Par Ahmed Halfaoui
Depuis une vingtaine d’années, au moins, jamais notre pays n’a été autant sous les feux des projecteurs d’une faune de « spécialistes », d’ » analystes « , de » chercheurs « , dont les plumes sont sans complaisance aucune, avec l’état des lieux et catastrophistes à souhait.
Nous pourrions croire que les approches relèvent du souci scientifique de diagnostiquer les » erreurs « et autres » maladies « , pour aboutir à la confection des » thérapies « les mieux adaptées. Jusqu’à un certain point et seulement jusqu’à un certain point. Car avant que de se laisser prendre aux conclusions, souvent séduisantes et chantantes, il nous faut remarquer que les productions des » économistes « s’accordent parfaitement avec les positions politiques. Les critiques sont tellement coordonnées qu’elles devraient obliger à moduler leur lecture à l’aune des intérêts qu’elles portent.
Ainsi il est loisible de constater la parfaite superposition des porteurs des attaques dites » démocratiques « et des défenseurs des » réformes « économiques. En tournant le regard vers la scène internationale, la compréhension se fait plus précise. Nous pouvons observer que les pressions » démocratiques « exercées par les pays de l’OTAN vont de pair avec le diktat néolibéral. Il y a donc bien un front concerté entre ce qu’il faut appeler par leur nom » les forces du marché « .
Sur le plan interne, elles sont chargées de lutter pour démanteler tous les obstacles devant le capital marchand et sur le plan externe elles viennent en appui à des courants prêts à servir de relais. Dans l’apparence, dans les mots en vogue, le blocage du développement se situerait dans l’utilisation par le « pouvoir » algérien de l’économie comme « ressource politique ».
Par conséquent, il faudrait libéraliser l’économie, lui faire » abandonner l’économie « , pour que les dirigeants actuels ne puissent plus » contrôler la société « . Le résultat serait des plus édifiant, la société pourrait enfin être libre et s’émanciperait par la grâce d’une société civile » indépendante « , c’est-à-dire, essentiellement, les opérateurs économiques privés et les partis politiques. Ceci fait, la principale réforme à mettre en œuvre est de rompre avec l’ » économie distributive « .
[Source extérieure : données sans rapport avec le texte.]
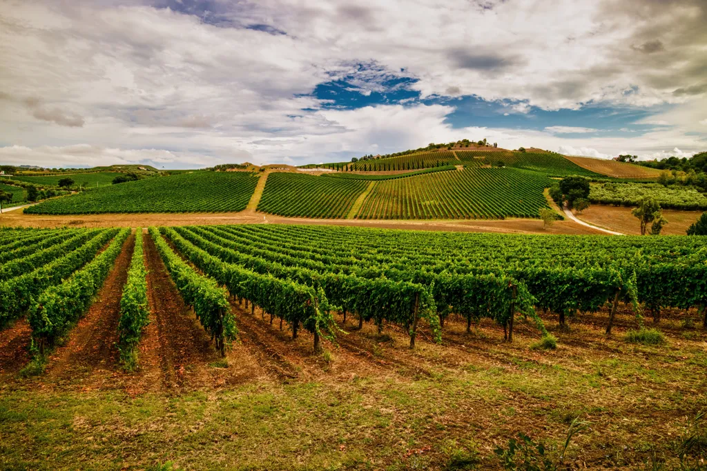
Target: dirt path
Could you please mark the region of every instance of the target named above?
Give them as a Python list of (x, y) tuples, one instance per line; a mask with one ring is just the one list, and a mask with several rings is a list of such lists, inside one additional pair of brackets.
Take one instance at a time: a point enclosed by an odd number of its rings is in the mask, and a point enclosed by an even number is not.
[[(45, 379), (63, 383), (90, 377), (93, 382), (110, 381), (117, 368), (120, 298), (132, 258), (135, 235), (131, 234), (116, 258), (96, 301), (69, 334), (66, 345), (50, 357)], [(107, 374), (100, 374), (100, 372)], [(100, 384), (96, 385), (100, 387)]]
[(358, 198), (356, 199), (354, 202), (354, 205), (351, 206), (351, 209), (349, 211), (349, 214), (346, 215), (346, 219), (354, 219), (356, 215), (361, 210), (361, 207), (363, 205), (363, 201), (366, 201), (366, 197), (368, 196), (370, 191), (373, 189), (373, 186), (375, 186), (375, 181), (371, 181), (368, 184), (368, 186), (366, 187), (363, 192), (358, 195)]
[(591, 227), (592, 229), (595, 229), (597, 230), (602, 231), (602, 232), (606, 232), (607, 234), (610, 234), (612, 235), (624, 235), (621, 232), (617, 232), (616, 231), (612, 231), (609, 230), (608, 229), (604, 229), (603, 227), (600, 227), (599, 226), (595, 226), (593, 225), (590, 224), (589, 222), (585, 222), (583, 220), (577, 219), (577, 217), (573, 214), (572, 214), (571, 210), (569, 210), (566, 208), (563, 208), (563, 209), (564, 210), (565, 215), (569, 217), (575, 222), (576, 222), (577, 224), (580, 224), (583, 226)]
[(260, 198), (263, 196), (263, 190), (265, 189), (265, 182), (267, 181), (268, 175), (271, 173), (272, 172), (265, 171), (260, 175), (258, 184), (255, 185), (255, 191), (253, 191), (250, 201), (248, 201), (248, 205), (245, 207), (245, 210), (255, 212), (257, 209), (258, 203), (260, 203)]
Ici il est difficile d’obtenir des expli-cations publiques. Les » spécialistes « ne sont pas tenus d’aller plus loin que les » concepts « . Ce qui oblige, ceux qui veulent bien et qui ont le minimum de curiosité intellectuelle, se référer aux théories et aux pratiques en vigueur, surtout au sein des pays comparables. Le seul problème, le principal et l’incontournable, est que pour l’Algérie la notion d’économie distributive revêt un caractère complexe.
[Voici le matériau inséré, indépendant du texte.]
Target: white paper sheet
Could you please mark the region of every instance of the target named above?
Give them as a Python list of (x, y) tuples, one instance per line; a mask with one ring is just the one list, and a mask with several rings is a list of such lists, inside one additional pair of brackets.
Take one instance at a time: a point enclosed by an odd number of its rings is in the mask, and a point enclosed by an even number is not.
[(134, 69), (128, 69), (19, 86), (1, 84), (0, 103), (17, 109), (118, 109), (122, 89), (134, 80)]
Un caractère qui réside dans le fait que la richesse identifiable et réelle ne procède d’aucune production privée, ou de façon marginale. Alors, même si nous pouvons admettre qu’il faille séparer le » pouvoir « de l’économie, il faut aussi admettre qu’il serait le plus mal venu possible de laisser des quidams, guidés par le seul appât du profit, disposer des ressources qui, en principe, appartiennent toujours à tout le monde.